Can I take Ketorol DT with paracetamol?
Yes. Ketorolac and paracetamol work on different pathways and are commonly combined for stronger acute pain relief. This is a standard post-operative strategy.
Can I take Ketorol DT with another NSAID?
No — this combination sharply raises GI bleed and kidney-injury risk. If you are on low-dose aspirin for cardioprotection, discuss with your doctor before starting ketorolac.
How do I take the orally disintegrating tablet?
Place the tablet on your tongue, let it dissolve in 5–15 seconds, and swallow with saliva. No water is needed. Take with food or milk when possible.
Can I drink alcohol while on Ketorol DT?
No. Alcohol with ketorolac greatly increases the risk of GI bleeding. Avoid alcohol throughout the course.
Is Ketorol DT safe in pregnancy?
No — particularly in the third trimester (risk of premature ductus arteriosus closure). In early pregnancy, paracetamol or morphine-equivalent analgesia is preferred over ketorolac.
What happens if I take Ketorol DT for more than 5 days?
Each additional day of continuous therapy raises the risk of GI ulcer, kidney injury, and hypertension.

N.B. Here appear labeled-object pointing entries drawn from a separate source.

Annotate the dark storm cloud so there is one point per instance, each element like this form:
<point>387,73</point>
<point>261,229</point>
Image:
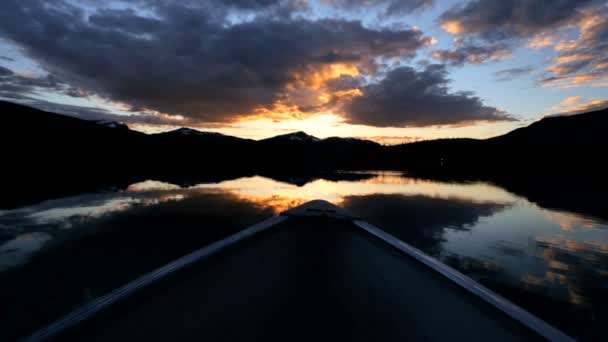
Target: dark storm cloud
<point>509,74</point>
<point>5,72</point>
<point>389,7</point>
<point>23,89</point>
<point>410,98</point>
<point>185,58</point>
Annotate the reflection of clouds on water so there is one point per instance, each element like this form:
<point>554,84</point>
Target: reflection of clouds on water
<point>575,271</point>
<point>419,220</point>
<point>15,252</point>
<point>480,229</point>
<point>151,185</point>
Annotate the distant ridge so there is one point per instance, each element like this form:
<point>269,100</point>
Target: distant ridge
<point>37,135</point>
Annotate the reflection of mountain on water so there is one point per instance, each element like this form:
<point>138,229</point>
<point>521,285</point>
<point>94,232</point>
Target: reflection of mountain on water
<point>99,255</point>
<point>419,220</point>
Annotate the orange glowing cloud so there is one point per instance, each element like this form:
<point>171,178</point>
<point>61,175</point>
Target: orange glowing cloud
<point>540,41</point>
<point>452,26</point>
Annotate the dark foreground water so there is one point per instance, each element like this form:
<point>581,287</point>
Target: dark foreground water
<point>60,253</point>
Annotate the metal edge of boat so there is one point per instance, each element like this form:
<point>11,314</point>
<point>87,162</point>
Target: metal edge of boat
<point>316,208</point>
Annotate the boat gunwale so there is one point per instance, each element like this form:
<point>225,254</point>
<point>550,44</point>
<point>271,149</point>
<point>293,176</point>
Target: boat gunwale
<point>92,308</point>
<point>509,308</point>
<point>488,296</point>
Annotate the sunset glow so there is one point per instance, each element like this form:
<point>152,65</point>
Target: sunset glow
<point>329,68</point>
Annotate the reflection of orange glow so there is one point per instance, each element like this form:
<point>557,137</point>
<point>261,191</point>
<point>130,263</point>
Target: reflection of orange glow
<point>556,278</point>
<point>278,203</point>
<point>452,26</point>
<point>569,221</point>
<point>556,265</point>
<point>529,279</point>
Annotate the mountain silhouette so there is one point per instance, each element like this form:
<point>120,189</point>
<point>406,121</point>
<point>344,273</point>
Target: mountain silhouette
<point>52,153</point>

If pain persists, switch to ibuprofen, diclofenac, paracetamol, or a medical review — do not simply keep taking ketorolac.
What is the difference between Ketorol DT and Ketanov Injection?
Same molecule (ketorolac), different route. Ketorol DT is oral. Ketanov Injection is intramuscular or intravenous — faster onset, typically for inpatient or emergency use. Total ketorolac time (oral + injection combined) must not exceed 5 days.